Hankster -- You couldn't trip the doors at a Walmart if you had all your bikes on it as well.

Most people don't really care what goes on in Washington or anywhere else for that matter until they get sick, lose their jobs, or suddenly pay $4 a gallon for gas. Then they want somebody - anybody -to do something about it and make it better.

The small % of people that are hard right and hard left will never agree on anything and will never work together to accomplish anything. Unfortunately they (at least the hard right) seem to have taken over the ship of state and don't want to do anything other than get reelected while continually running the ship into every iceberg they can find.

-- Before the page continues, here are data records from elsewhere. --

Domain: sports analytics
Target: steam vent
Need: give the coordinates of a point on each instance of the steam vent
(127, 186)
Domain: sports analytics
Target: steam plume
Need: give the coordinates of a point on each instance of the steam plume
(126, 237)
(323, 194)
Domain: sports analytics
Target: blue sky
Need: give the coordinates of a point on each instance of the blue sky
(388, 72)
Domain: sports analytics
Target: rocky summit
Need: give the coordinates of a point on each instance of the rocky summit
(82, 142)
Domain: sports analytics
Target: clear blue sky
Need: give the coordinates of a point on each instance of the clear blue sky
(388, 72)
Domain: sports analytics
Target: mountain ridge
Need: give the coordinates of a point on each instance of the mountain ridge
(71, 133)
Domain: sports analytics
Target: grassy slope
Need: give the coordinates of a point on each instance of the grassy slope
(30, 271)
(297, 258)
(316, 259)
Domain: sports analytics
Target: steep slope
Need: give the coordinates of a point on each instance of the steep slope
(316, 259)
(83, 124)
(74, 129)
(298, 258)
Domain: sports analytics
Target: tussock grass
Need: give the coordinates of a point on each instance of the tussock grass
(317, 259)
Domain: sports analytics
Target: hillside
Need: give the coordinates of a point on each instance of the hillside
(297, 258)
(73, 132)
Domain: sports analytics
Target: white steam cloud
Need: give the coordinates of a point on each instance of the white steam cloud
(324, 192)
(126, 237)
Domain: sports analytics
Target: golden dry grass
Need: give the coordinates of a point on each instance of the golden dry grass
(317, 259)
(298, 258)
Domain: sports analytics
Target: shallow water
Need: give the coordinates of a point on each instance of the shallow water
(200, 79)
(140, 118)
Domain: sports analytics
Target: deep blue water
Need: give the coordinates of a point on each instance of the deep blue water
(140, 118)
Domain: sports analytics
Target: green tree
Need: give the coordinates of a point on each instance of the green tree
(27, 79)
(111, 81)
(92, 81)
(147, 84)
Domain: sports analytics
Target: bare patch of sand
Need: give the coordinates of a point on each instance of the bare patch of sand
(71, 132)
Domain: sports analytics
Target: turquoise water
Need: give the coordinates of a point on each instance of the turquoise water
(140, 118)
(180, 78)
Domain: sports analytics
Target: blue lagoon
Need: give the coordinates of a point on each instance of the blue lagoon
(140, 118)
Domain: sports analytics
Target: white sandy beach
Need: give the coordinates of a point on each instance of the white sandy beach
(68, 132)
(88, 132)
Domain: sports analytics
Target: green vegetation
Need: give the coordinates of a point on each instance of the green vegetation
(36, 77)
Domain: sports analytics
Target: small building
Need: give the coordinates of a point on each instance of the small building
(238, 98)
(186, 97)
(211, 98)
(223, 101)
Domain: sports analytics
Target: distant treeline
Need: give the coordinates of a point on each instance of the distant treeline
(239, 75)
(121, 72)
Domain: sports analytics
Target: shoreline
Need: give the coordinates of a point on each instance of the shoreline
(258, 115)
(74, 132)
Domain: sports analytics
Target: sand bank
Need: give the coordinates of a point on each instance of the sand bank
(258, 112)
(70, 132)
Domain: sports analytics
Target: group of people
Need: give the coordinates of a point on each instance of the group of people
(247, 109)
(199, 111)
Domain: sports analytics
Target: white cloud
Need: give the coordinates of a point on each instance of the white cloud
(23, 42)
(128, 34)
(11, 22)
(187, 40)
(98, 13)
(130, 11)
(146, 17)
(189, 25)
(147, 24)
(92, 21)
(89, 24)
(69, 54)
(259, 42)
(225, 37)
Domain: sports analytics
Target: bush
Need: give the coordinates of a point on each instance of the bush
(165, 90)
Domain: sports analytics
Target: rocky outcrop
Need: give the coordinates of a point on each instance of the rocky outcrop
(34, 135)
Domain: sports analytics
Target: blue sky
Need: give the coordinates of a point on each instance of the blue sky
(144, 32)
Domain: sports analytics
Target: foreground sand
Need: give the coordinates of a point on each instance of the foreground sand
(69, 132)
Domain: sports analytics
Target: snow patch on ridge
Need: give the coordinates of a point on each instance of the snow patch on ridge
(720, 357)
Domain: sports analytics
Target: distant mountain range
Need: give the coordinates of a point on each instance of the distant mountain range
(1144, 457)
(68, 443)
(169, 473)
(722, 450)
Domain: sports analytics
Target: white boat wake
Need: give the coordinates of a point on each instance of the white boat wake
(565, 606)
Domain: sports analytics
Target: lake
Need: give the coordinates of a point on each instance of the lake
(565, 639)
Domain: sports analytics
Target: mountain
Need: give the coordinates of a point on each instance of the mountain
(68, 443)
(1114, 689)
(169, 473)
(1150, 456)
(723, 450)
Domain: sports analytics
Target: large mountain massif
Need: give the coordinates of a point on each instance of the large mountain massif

The hard left will never gain power because they refuse to appear reasonable and appeal to a wide audience and don't possess the tools with which to do it.

If we can throw these current set of bums out we may, just may, be able to make some headway to curing at least some of our ills.

Anonymous said...

Another reason the hard left doesn't take control is they would rather be purists than in power.

The press is, in theory, the propaganda arm of the Democratic Party; yet Brent Bozell's group admitted that there were more negative stories about Clinton in his first year in office than Bush four years before.

The hard left hated Clinton even though he got them back in power after 12 years. The right has problems with McCain but they will vote for him. In 2000 nearly 3 million, mostly democrats, voted for Nader instead of Gore. The Nation magazine endorsed Nader...you wouldn't see the right doing that.

The right views power as the most important thing, principles come later. Look at the way the fiscal conservatives spent like a bunch of drunken sailors under Bush.

Anonymous said...

For those of us who don't believe there's an Us and Them, see: "Louisiana last state to ban cockfighting" headline today.

The best part of the story is this quote: "The culture, the custom of the Cajun people, it's gone," said Chris Daughdrill, who breeds fighting roosters in Loranger, a community about 50 miles north of New Orleans. "It's another one of the rights that big government has taken away from the people."

I'm sorry but it may as well be NY, Boston, SF, Dallas, Chicago (et al) and Kazhakstan.